Measures taken to secure the company’s financial position during the pandemic have included voluntary salary cuts for all employees and use of the Government’s furlough scheme for around 50 members of staff.

The firm’s audited results for the year ended 31 March 2020 report net revenue of £24m, down from £30m the previous year.

Jaywing made a pre-tax loss from continuing operations of £9.4m (2019: £1.1m loss).

Cashflow generated from operations including IFRS 16 amounted to £1m (£0.3m excluding IFRS 16) compared with £2.4m for the prior year excluding IFRS 16.

The adjusted EBITDA loss amounted to £0.2m (a loss of £0.9m excluding IFRS 16) compared with a profit of £2.6m for the prior year (excluding IFRS 16).

Andrew Fryatt, chief executive officer, said: In the face of Covid-19, significant reductions in marketing spend across the industry have severely impacted many businesses, and, with the rate of recovery continuing to be unclear, it is difficult to confidently assess the outlook for FY 21. 

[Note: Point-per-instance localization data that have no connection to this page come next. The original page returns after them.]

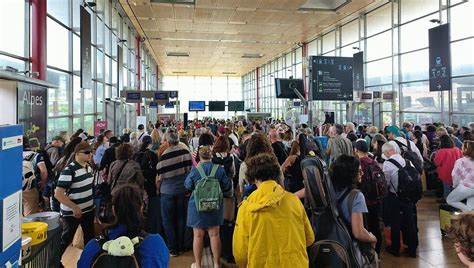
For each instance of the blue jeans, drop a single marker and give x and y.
(173, 211)
(153, 216)
(446, 190)
(402, 219)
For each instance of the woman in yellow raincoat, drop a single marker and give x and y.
(272, 229)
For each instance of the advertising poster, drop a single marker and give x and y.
(440, 58)
(32, 113)
(331, 78)
(99, 127)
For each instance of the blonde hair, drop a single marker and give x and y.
(155, 135)
(205, 152)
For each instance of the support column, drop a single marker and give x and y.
(304, 65)
(38, 38)
(257, 77)
(138, 70)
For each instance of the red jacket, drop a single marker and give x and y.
(444, 160)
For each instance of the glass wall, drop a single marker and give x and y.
(203, 88)
(289, 64)
(394, 38)
(70, 106)
(14, 34)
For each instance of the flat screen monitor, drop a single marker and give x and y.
(161, 96)
(173, 94)
(216, 106)
(196, 106)
(236, 106)
(284, 88)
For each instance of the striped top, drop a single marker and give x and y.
(174, 166)
(77, 181)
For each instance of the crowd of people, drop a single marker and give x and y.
(175, 185)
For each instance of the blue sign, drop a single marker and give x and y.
(133, 96)
(161, 96)
(331, 78)
(440, 58)
(358, 73)
(173, 94)
(197, 106)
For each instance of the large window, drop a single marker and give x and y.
(394, 38)
(12, 27)
(70, 106)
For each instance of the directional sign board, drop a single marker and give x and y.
(440, 58)
(331, 78)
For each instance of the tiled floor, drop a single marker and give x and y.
(433, 251)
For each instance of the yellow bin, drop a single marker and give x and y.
(36, 230)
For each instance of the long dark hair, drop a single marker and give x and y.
(446, 142)
(127, 203)
(344, 172)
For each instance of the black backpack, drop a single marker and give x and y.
(409, 182)
(407, 153)
(373, 185)
(334, 246)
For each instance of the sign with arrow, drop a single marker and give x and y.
(331, 78)
(440, 58)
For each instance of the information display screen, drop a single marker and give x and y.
(216, 106)
(196, 106)
(440, 58)
(161, 96)
(134, 97)
(331, 78)
(236, 106)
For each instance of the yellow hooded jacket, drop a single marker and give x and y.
(272, 230)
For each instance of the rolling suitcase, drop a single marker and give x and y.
(334, 246)
(445, 213)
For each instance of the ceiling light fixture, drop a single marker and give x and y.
(176, 2)
(90, 4)
(177, 54)
(252, 56)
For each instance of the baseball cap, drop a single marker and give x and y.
(146, 139)
(57, 138)
(83, 136)
(125, 138)
(222, 130)
(82, 146)
(394, 130)
(361, 145)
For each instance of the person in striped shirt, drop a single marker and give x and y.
(74, 192)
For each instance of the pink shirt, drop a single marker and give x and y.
(463, 172)
(445, 159)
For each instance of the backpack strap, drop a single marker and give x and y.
(395, 163)
(201, 171)
(408, 143)
(214, 170)
(401, 145)
(118, 175)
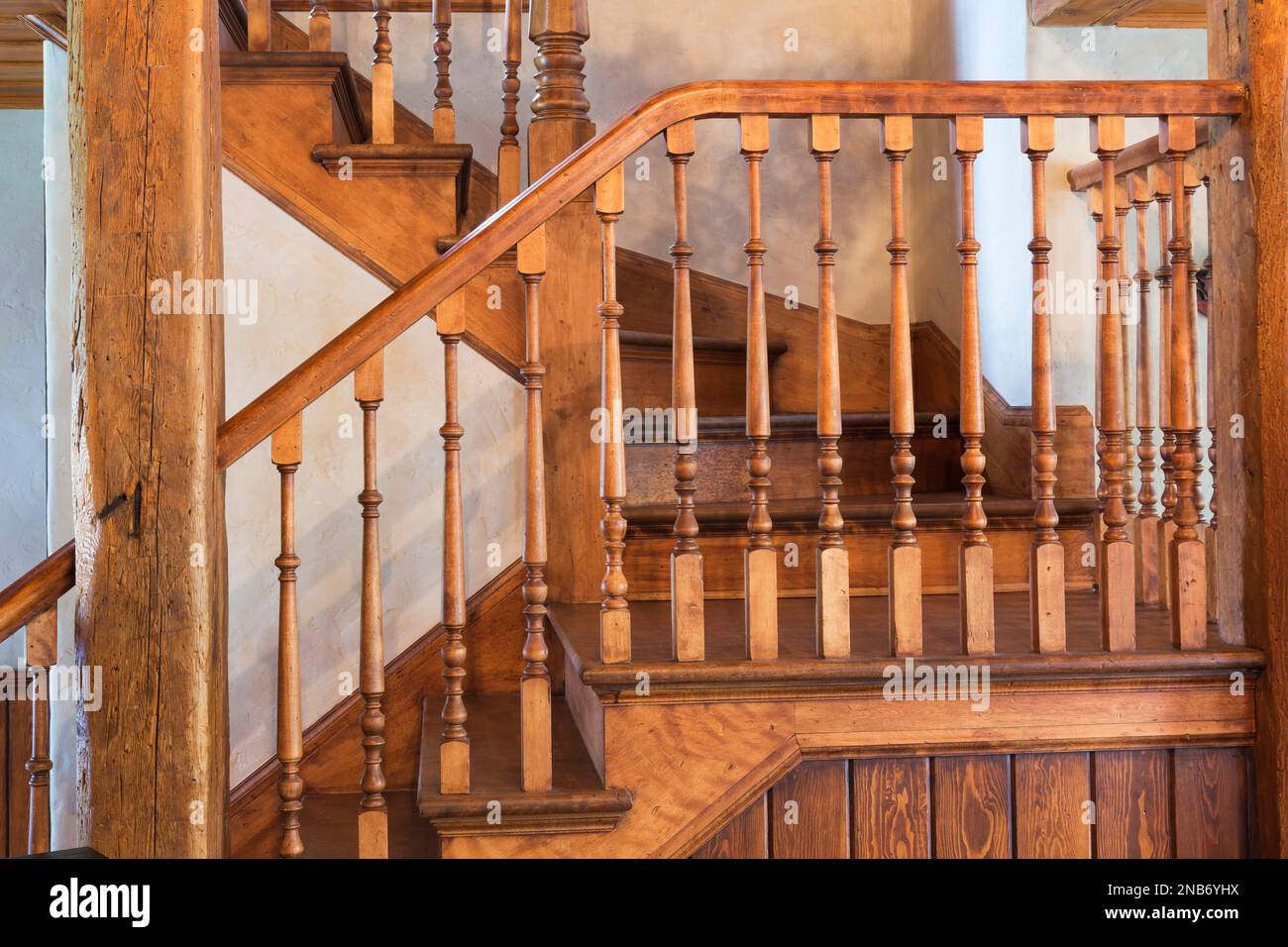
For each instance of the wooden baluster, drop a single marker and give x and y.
(535, 681)
(1146, 522)
(975, 557)
(42, 654)
(445, 115)
(688, 617)
(287, 454)
(831, 561)
(760, 561)
(507, 155)
(382, 77)
(1176, 138)
(259, 26)
(614, 616)
(369, 390)
(903, 561)
(320, 27)
(1160, 183)
(1046, 558)
(454, 749)
(1117, 592)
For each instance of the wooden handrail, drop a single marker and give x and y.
(29, 595)
(562, 183)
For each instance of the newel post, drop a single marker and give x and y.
(147, 379)
(570, 295)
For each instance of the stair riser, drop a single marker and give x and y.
(648, 560)
(794, 475)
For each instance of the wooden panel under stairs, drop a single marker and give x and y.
(867, 536)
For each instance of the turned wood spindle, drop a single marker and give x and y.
(507, 154)
(903, 558)
(1146, 521)
(614, 617)
(42, 655)
(975, 557)
(369, 390)
(320, 27)
(287, 454)
(535, 681)
(445, 114)
(381, 77)
(1046, 557)
(760, 561)
(688, 618)
(1176, 138)
(454, 750)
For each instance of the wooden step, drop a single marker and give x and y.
(794, 451)
(719, 371)
(578, 802)
(867, 538)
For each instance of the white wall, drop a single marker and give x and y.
(307, 292)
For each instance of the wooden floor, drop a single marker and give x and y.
(725, 637)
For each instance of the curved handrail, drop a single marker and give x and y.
(590, 162)
(33, 592)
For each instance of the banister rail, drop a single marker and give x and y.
(728, 99)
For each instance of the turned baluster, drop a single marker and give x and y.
(1119, 566)
(507, 155)
(903, 560)
(688, 620)
(369, 390)
(1046, 557)
(287, 454)
(1160, 184)
(1176, 138)
(259, 26)
(975, 557)
(1146, 522)
(320, 27)
(382, 77)
(614, 617)
(42, 655)
(831, 560)
(760, 566)
(454, 749)
(445, 115)
(535, 681)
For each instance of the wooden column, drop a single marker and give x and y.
(149, 397)
(1046, 557)
(975, 557)
(570, 295)
(1119, 567)
(688, 609)
(369, 390)
(1248, 42)
(1176, 140)
(535, 681)
(760, 561)
(903, 560)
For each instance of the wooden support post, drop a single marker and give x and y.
(149, 398)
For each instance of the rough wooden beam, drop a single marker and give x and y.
(147, 379)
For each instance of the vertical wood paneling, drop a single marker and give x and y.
(1051, 791)
(1211, 802)
(746, 835)
(971, 806)
(820, 826)
(892, 808)
(1132, 804)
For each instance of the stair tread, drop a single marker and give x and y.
(858, 509)
(494, 766)
(578, 626)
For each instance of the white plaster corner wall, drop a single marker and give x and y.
(308, 291)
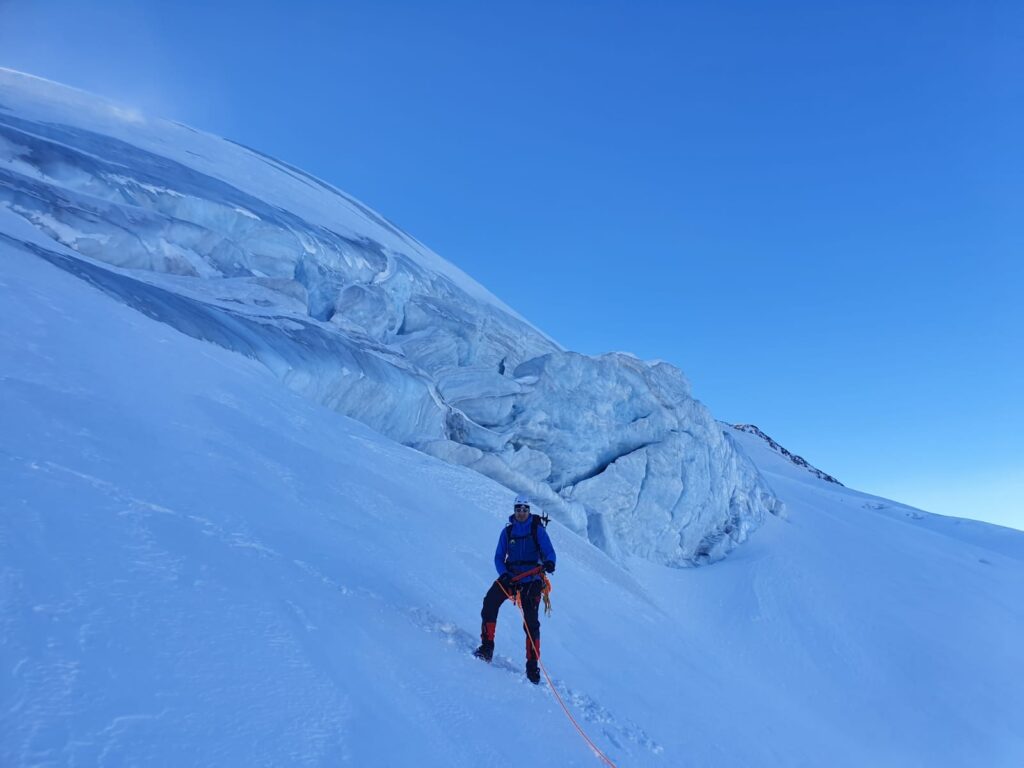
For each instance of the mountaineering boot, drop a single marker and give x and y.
(485, 651)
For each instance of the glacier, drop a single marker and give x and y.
(200, 566)
(231, 247)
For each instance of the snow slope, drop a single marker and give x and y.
(202, 567)
(232, 247)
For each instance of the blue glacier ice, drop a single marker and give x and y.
(236, 248)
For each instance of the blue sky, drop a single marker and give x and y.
(815, 209)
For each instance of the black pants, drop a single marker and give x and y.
(529, 595)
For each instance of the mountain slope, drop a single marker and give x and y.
(229, 246)
(270, 583)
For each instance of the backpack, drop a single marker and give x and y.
(535, 521)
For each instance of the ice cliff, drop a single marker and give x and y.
(227, 245)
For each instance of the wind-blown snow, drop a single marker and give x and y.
(232, 247)
(201, 567)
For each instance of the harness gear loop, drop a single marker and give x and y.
(514, 597)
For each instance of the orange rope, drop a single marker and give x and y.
(600, 755)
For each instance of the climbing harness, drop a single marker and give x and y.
(514, 597)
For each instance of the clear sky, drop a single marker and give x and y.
(815, 209)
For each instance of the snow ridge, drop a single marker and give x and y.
(238, 249)
(798, 460)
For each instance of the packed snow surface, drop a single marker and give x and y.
(200, 566)
(232, 247)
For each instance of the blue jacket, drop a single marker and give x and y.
(522, 555)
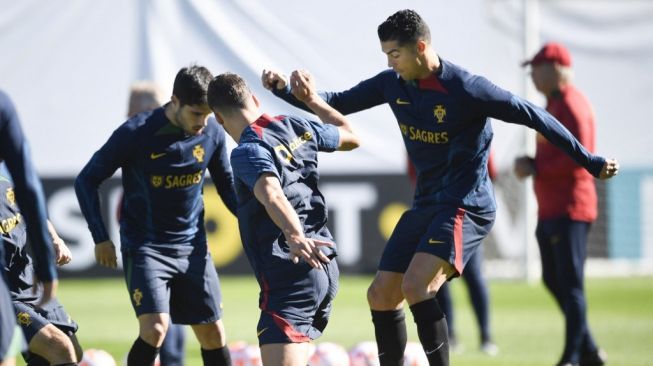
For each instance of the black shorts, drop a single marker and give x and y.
(185, 286)
(448, 232)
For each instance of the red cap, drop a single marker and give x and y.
(551, 52)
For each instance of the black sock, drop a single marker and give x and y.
(141, 353)
(432, 331)
(216, 357)
(390, 332)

“Our broad client mix means we are less reliant on any one specific sector and more able to manage variations in market conditions.

“Some clients have already returned to pre-pandemic spend levels, but others continue to defer expenditure.

“We have nonetheless continued to win new business and have a good pipeline of new opportunities.

“The actions taken to support the business through the pandemic have very effectively protected profitability and cashflow, but we believe we are still at least six months away from revenues returning to pre-pandemic levels in the UK.

“In Australia, where the pandemic seems to now be more controlled, revenues are already close to quarter four’s level, which is very encouraging.”

 Ian Robinson, the business’s non-executive chairman, said he was pleased to see the Australian arm of the business continue to perform well throughout the year delivering strong net revenue and cash flow generation.

He added: “I am pleased to see the results of the actions taken to improve profitability and cash flow performance and would like to thank our people throughout the group both in the UK and Australia for their dedication and achievements during these challenging times.

“Whilst the general business outlook remains uncertain, I believe the actions we have taken have placed us in a better position to adapt to change.”